Movist - quando minimalismo e senso estetico si fondono
Io non sono mai stato un grande cinefilo, guardo solo quei film must-see come possono essere 2001 Odissea nello Spazio o Salvate il Soldato Ryan, per farvi capire; ma sono follemente appassionato e innamorato delle serie tv più disparate. Sarà per la comodità di poterle guardare in ogni momento - sia sul computer che sull’iPhone (tra un po’ di tempo ci spenderò due parole), fatto sta che riesco sempre a ritagliarmi un’oretta al giorno ogni sera per godermi la serie di turno, che siano miti come Lost o produzioni meno impegnate come Blue Mountain State.
Quindi volente o nolente mi ritrovo a che fare con i vari programmi di riproduzione di video per il Mac, ci litigo per i codec mancanti e li benedico quando tutto fila liscio. Da non troppo tempo però ho scoperto una nuova applicazione che mi ha semplificato la vita unendo la semplicità di VLC con il senso estetico di QuickTime: sto parlando di Movist

Movist neanche a dirvelo ormai, è il programma per riprodurre video che meglio incarna lo spirito di questo blog, è infatti minimalista e al contempo splendido graficamente. Come potete vedere l’interfaccia a prima vista è basica e spartana (programmi-mostro, prendete esempio!) ma non disdegna di offrire configurazioni avanzate nel momento del bisogno - raggiungibili tramite il pulsante in basso a destra.

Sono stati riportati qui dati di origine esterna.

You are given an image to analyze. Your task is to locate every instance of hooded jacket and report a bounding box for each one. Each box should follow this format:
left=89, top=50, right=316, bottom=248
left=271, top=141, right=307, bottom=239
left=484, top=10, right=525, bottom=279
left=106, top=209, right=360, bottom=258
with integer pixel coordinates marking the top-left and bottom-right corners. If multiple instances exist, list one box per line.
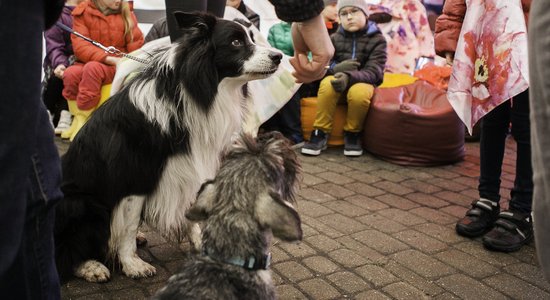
left=327, top=21, right=387, bottom=86
left=44, top=6, right=74, bottom=69
left=71, top=1, right=143, bottom=63
left=435, top=0, right=531, bottom=57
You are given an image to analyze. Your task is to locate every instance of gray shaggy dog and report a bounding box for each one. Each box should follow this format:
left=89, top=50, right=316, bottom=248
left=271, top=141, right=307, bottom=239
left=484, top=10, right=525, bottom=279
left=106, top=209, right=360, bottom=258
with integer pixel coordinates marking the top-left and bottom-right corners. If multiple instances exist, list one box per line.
left=153, top=132, right=302, bottom=300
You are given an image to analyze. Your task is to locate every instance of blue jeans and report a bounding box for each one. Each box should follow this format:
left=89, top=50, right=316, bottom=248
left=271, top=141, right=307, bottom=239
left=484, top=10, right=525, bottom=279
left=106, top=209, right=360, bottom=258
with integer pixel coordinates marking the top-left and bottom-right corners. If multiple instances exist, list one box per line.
left=0, top=0, right=62, bottom=299
left=478, top=90, right=533, bottom=213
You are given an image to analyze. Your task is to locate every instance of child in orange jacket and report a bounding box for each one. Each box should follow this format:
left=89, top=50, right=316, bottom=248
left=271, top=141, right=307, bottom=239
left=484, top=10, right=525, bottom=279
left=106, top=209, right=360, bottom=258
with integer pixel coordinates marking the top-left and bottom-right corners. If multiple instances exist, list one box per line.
left=63, top=0, right=143, bottom=115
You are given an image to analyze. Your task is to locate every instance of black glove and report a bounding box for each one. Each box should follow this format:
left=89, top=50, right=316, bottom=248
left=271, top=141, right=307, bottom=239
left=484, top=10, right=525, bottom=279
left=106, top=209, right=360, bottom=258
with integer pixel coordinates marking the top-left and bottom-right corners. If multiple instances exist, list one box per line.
left=330, top=72, right=349, bottom=93
left=333, top=59, right=361, bottom=74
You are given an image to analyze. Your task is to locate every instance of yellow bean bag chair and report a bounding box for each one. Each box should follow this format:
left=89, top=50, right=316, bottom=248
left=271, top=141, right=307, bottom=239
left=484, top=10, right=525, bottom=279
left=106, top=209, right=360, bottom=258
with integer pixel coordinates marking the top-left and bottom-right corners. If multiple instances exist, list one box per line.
left=61, top=84, right=111, bottom=141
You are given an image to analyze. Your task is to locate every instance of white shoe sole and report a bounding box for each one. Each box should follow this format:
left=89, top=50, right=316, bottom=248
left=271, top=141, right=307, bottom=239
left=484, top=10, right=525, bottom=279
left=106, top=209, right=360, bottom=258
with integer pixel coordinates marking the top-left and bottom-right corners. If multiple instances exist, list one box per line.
left=344, top=150, right=363, bottom=156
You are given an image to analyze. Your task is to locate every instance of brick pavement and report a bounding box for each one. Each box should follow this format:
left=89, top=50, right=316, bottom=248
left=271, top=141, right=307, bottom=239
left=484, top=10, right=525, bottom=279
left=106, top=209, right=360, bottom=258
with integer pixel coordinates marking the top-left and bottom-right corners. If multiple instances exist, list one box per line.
left=57, top=140, right=550, bottom=300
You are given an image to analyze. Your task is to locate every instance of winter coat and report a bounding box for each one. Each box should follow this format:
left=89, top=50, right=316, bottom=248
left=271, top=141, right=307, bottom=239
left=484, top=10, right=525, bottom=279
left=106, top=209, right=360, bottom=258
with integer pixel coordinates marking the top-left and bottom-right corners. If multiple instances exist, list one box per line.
left=267, top=22, right=294, bottom=56
left=269, top=0, right=325, bottom=22
left=237, top=1, right=260, bottom=29
left=327, top=21, right=387, bottom=86
left=435, top=0, right=531, bottom=57
left=71, top=1, right=143, bottom=63
left=369, top=0, right=435, bottom=74
left=44, top=6, right=74, bottom=70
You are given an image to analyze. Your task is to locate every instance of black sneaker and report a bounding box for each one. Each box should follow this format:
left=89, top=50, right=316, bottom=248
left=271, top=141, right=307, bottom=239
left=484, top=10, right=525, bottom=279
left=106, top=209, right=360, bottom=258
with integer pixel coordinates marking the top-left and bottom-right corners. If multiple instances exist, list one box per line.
left=456, top=198, right=500, bottom=237
left=302, top=129, right=328, bottom=155
left=483, top=210, right=533, bottom=252
left=344, top=131, right=363, bottom=156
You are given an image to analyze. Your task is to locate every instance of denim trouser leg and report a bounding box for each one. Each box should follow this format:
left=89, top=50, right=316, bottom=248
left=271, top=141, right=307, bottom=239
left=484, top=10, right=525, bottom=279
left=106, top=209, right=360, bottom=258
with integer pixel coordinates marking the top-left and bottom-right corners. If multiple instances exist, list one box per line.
left=478, top=91, right=533, bottom=212
left=0, top=103, right=63, bottom=299
left=0, top=0, right=62, bottom=299
left=478, top=100, right=510, bottom=202
left=277, top=91, right=302, bottom=138
left=510, top=90, right=533, bottom=213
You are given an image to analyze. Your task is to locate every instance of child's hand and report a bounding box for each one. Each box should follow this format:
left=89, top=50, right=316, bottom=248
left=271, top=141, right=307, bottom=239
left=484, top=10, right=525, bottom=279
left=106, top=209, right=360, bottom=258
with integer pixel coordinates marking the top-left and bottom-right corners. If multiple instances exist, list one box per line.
left=445, top=52, right=455, bottom=66
left=330, top=72, right=349, bottom=93
left=290, top=15, right=334, bottom=83
left=53, top=65, right=67, bottom=79
left=333, top=59, right=361, bottom=73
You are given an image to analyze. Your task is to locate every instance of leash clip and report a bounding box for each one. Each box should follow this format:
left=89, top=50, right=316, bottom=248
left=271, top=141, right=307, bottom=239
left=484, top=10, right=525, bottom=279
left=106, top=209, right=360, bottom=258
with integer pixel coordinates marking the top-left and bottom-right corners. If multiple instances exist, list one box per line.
left=104, top=46, right=122, bottom=56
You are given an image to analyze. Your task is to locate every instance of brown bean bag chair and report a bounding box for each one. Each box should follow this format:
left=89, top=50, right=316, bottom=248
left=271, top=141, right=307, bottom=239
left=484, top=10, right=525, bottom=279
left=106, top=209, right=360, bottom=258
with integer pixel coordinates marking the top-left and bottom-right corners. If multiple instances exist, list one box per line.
left=363, top=80, right=464, bottom=166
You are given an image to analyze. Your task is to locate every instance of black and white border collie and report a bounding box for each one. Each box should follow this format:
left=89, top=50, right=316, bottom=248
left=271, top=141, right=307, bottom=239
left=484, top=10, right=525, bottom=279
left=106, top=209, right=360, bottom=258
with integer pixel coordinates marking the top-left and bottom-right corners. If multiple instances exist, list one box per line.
left=55, top=13, right=282, bottom=282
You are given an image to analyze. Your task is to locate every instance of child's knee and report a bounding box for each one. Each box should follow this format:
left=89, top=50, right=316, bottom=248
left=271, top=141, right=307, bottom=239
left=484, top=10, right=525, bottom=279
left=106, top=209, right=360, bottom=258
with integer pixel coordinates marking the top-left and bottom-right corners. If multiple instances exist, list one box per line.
left=347, top=83, right=374, bottom=103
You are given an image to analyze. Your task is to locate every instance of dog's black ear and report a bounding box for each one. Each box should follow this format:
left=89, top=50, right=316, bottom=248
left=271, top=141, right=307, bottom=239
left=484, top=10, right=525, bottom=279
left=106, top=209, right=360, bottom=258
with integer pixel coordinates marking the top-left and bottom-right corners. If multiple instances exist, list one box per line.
left=174, top=11, right=216, bottom=31
left=185, top=181, right=216, bottom=222
left=255, top=192, right=302, bottom=242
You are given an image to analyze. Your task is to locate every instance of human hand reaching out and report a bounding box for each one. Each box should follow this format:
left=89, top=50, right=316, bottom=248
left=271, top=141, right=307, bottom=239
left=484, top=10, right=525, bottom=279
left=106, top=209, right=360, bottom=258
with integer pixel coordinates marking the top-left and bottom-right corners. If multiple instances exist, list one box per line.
left=53, top=65, right=67, bottom=79
left=445, top=52, right=455, bottom=66
left=333, top=59, right=361, bottom=73
left=330, top=72, right=349, bottom=93
left=290, top=15, right=334, bottom=83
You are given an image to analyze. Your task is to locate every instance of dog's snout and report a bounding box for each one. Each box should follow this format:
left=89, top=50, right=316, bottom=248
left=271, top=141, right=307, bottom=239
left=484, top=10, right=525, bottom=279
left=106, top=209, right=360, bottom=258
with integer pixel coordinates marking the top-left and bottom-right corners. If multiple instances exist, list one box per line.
left=269, top=51, right=283, bottom=65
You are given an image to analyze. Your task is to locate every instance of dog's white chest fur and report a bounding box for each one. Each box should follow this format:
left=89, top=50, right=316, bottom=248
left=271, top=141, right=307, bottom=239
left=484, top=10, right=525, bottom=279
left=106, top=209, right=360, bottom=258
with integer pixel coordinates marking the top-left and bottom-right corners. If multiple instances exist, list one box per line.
left=144, top=78, right=245, bottom=240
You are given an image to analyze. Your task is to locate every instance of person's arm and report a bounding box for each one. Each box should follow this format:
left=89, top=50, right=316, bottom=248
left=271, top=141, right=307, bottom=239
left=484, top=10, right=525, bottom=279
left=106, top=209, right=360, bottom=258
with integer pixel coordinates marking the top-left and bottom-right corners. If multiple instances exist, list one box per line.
left=270, top=0, right=334, bottom=83
left=290, top=15, right=334, bottom=83
left=126, top=12, right=145, bottom=53
left=434, top=0, right=466, bottom=57
left=44, top=26, right=69, bottom=68
left=71, top=11, right=108, bottom=63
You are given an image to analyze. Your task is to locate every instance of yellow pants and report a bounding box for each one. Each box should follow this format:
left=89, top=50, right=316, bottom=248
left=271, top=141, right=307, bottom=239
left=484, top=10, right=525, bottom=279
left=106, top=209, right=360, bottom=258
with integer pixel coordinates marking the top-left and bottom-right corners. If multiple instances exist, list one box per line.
left=313, top=76, right=374, bottom=133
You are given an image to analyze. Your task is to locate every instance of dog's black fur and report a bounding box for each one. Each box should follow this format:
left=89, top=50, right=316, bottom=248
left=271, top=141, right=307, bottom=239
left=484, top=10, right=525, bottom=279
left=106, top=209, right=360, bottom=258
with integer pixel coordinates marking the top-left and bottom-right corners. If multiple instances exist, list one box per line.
left=55, top=13, right=281, bottom=281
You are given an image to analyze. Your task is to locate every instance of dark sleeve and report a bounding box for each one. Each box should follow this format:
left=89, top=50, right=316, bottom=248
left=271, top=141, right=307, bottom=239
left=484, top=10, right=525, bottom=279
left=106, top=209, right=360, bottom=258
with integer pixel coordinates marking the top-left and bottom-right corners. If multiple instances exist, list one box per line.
left=43, top=0, right=65, bottom=29
left=270, top=0, right=325, bottom=22
left=346, top=33, right=387, bottom=86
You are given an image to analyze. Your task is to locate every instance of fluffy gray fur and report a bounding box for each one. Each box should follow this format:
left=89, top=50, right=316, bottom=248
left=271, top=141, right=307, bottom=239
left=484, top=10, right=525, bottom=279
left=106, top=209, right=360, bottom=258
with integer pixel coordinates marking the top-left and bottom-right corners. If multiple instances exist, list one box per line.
left=153, top=132, right=302, bottom=299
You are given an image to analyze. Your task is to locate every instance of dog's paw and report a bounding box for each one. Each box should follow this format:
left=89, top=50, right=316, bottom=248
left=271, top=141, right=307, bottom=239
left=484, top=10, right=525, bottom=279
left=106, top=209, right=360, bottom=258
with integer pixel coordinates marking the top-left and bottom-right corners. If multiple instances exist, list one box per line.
left=136, top=230, right=147, bottom=247
left=122, top=254, right=157, bottom=278
left=74, top=260, right=111, bottom=282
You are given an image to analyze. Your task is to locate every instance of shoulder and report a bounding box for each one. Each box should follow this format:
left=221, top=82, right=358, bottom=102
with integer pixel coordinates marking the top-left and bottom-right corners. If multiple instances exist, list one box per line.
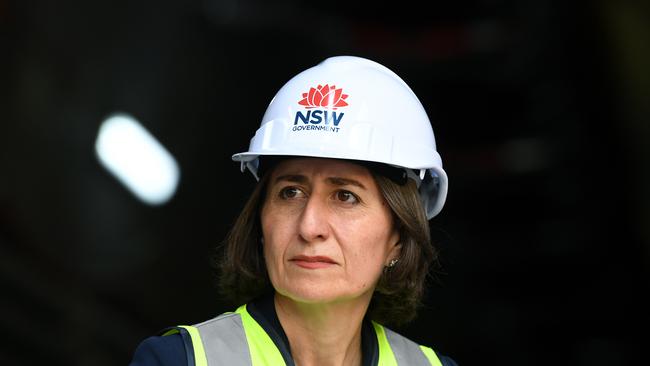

Un dettaglio di cui mi sono accorto è che Movist riesce a riprodurre senza problemi la maggior parte dei file che si trovano nei torrenti, anche i più rognosi .mkv delle puntate in alta definizione (720p). Tanto per far capire l’idea, VLC spesso mi si blocca e QuickTime ancora non sono riuscito a farlo funzionare nonostante abbia installato miliardi di codec.
A chi piace poi fare le cosiddette maratone deve sapere che è possibile creare una playlist (secondo pulsante da destra) in modo che, una volta terminato un video/puntata, il successivo si avvii automagicamente. Alcune volte ci ho provato e devo dire che nonostante gli occhi sanguinanti ne è valsa la pena. Portatevi una buona scorta di CocaCola e biscotti se decidete di seguire il mio consiglio!

A proposito di serie tv straniere, come vi potreste aspettare i sottotitoli vengono caricati automaticamente se hanno lo stesso nome del file video, come succede sempre, insomma. Vengono resi diversamente però da VLC quindi, se siete abituati a quest’ultimo, vi consiglio di seguire una serie “minore” per farci l’abitudine prima di gettarvi a capofitto in un mostro sacro: potreste passare l’intera puntata a fare caso al font dei sottotitoli invece che alle vicende.
L’unico problema - se così si può chiamare - è il fatto che se decidete di riprodurre un video in a tutto schermo, il menù con i comandi non è spostabile (si trova nel centro a sinistra). Piccola cosa ma che dà noia.

Per concludere, se guardate abitualmente video, o se amate i programmi minimalisti, o se vi piace dare un tocco di bellezza al vostro Mac, o tutti è tre, scaricate e cominciate da subito ad usare Movist. Non cambia la vita, ma la migliora sicuramente.).